B. L’intention du demandeur de poursuivre sa demande d’asile

[39] Le demandeur soutient que le rejet de sa demande d’asile au motif qu’il n’avait pas l’intention de poursuivre celle‑ci est déraisonnable. Il affirme que sa conduite démontre une intention réelle de donner suite à sa demande d’asile, et souligne en particulier le fait qu’il a retenu les services d’un avocat en octobre 2020 (cinq mois après avoir quitté l’aéroport), qu’il a eu des entrevues avec l’ASFC toutes les deux semaines par la suite et qu’il a demandé la réouverture de sa demande d’asile lorsqu’il a appris qu’elle avait été déférée et que le désistement avait été prononcé. En outre, il fait valoir que sa méconnaissance du processus de demande d’asile et la crainte d’une expulsion, qui ont fait qu’il n’a pas communiqué avec l’ASFC, n’équivalent pas à une intention de se désister de sa demande d’asile. À l’appui de son argument, le demandeur cite le passage suivant de la décision Huseen c Canada (Citoyenneté et Immigration), 2015 CF 845, rendue par la Cour :

[16] À mon avis, on ne doit pas fermer la porte au nez des personnes qui ne respectent pas des exigences procédurales ordinaires. Une interprétation aussi étroite nuirait à l’engagement du Canada envers son système de protection des réfugiés et ses obligations internationales sous‑jacentes (paragraphe 3(2) de la Loi). En fait, l’un des objectifs de la Convention relative aux réfugiés, dont le Canada est signataire, est d’assurer aux réfugiés l’exercice le plus large possible des droits de l’homme et des libertés fondamentales (Febles c Canada (Citoyenneté et Immigration), 2014 CSC 68, au paragraphe 27).

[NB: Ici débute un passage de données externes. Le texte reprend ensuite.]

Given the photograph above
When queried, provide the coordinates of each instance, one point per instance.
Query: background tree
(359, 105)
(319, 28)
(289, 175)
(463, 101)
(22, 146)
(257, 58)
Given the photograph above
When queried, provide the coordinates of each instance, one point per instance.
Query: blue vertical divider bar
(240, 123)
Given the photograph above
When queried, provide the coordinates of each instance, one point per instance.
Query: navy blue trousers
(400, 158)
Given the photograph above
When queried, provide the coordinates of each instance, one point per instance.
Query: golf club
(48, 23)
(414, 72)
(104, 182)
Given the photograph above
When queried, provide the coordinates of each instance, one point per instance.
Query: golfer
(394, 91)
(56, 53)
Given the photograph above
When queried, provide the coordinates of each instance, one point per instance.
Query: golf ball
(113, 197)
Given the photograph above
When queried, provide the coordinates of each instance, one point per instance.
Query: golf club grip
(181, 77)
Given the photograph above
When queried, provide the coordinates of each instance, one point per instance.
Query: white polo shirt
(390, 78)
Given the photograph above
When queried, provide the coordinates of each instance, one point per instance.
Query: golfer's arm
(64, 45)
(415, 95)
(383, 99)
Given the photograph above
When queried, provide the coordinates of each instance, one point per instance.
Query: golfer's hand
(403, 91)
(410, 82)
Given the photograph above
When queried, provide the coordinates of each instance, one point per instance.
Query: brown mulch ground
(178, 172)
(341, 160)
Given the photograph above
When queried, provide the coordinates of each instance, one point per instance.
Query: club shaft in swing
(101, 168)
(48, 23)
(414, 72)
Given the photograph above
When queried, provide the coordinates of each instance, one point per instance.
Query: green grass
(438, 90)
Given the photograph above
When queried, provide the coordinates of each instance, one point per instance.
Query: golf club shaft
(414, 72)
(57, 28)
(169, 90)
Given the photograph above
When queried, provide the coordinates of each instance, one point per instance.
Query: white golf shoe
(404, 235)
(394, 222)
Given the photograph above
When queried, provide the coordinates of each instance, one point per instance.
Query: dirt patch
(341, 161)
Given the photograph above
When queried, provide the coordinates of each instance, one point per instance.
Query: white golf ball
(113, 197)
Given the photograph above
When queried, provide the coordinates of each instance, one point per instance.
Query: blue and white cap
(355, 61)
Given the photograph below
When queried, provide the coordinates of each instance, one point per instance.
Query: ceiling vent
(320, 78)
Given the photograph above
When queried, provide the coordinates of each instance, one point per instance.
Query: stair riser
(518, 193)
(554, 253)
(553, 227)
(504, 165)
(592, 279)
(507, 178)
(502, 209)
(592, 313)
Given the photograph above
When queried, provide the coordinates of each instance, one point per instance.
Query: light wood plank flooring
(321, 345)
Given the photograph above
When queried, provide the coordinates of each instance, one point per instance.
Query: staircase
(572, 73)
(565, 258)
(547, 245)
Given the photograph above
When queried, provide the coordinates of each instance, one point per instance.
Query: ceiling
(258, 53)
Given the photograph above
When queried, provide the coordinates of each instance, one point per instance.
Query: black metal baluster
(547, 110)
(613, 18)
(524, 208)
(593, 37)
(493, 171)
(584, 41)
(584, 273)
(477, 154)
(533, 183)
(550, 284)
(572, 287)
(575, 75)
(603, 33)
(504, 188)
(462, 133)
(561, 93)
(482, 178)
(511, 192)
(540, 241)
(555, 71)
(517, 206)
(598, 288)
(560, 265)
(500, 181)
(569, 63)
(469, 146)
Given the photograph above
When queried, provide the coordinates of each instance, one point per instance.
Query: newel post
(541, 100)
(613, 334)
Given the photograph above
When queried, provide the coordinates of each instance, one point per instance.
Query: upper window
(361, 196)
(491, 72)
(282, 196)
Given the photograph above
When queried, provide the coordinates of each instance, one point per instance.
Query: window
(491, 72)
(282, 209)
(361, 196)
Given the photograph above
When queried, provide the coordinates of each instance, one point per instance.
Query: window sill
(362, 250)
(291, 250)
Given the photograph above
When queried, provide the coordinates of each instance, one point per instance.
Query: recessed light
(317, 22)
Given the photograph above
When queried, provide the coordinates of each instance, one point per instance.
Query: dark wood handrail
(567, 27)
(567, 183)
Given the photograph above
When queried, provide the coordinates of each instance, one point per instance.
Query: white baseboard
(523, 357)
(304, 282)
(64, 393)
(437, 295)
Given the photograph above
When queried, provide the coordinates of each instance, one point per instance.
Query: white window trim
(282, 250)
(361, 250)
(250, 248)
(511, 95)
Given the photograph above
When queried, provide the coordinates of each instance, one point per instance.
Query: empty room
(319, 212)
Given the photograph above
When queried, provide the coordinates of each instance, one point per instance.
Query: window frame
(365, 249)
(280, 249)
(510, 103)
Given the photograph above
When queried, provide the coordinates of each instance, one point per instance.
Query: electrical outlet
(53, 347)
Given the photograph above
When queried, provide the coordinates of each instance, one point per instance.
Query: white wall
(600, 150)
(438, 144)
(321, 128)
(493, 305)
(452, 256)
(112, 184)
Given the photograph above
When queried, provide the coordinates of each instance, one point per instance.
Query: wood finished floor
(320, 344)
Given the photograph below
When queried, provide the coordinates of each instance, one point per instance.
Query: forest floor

[17] La possibilité de permettre à une famille d’échapper au fléau de la persécution, dont les acteurs ont probablement causé la mort du mari et père, ne devrait pas reposer sur une application trop rigide des exigences procédurales. Comme je l’expliquerai plus loin, c’est notamment le cas lorsque les Règles elles‑mêmes donnent la latitude requise pour sauvegarder l’équité.

[40] À mon avis, ces arguments sont sans fondement. Comme le défendeur l’a souligné, la SPR a raisonnablement conclu à un comportement dilatoire de la part du demandeur, et a souligné en particulier le fait qu’il était arrivé au Canada d’abord comme visiteur, qu’il avait demandé l’asile et qu’il avait par la suite exprimé son désir de retourner dans son pays pour voir sa famille. Le défendeur précise ensuite que le demandeur a plus tard mentionné qu’« il n’était pas exposé à un danger dans son pays et qu’il voulait retirer sa demande d’asile » et qu’il a par la suite choisi de « [traduction] vivre dans la clandestinité » pendant cinq mois, de façon irrégulière. La question de savoir si l’on faisait référence au fait que sa vie n’était pas menacée ou simplement au fait qu’il n’était généralement pas exposé à un danger (ce qui comprendrait une menace à sa vie) n’est pas importante à mon avis.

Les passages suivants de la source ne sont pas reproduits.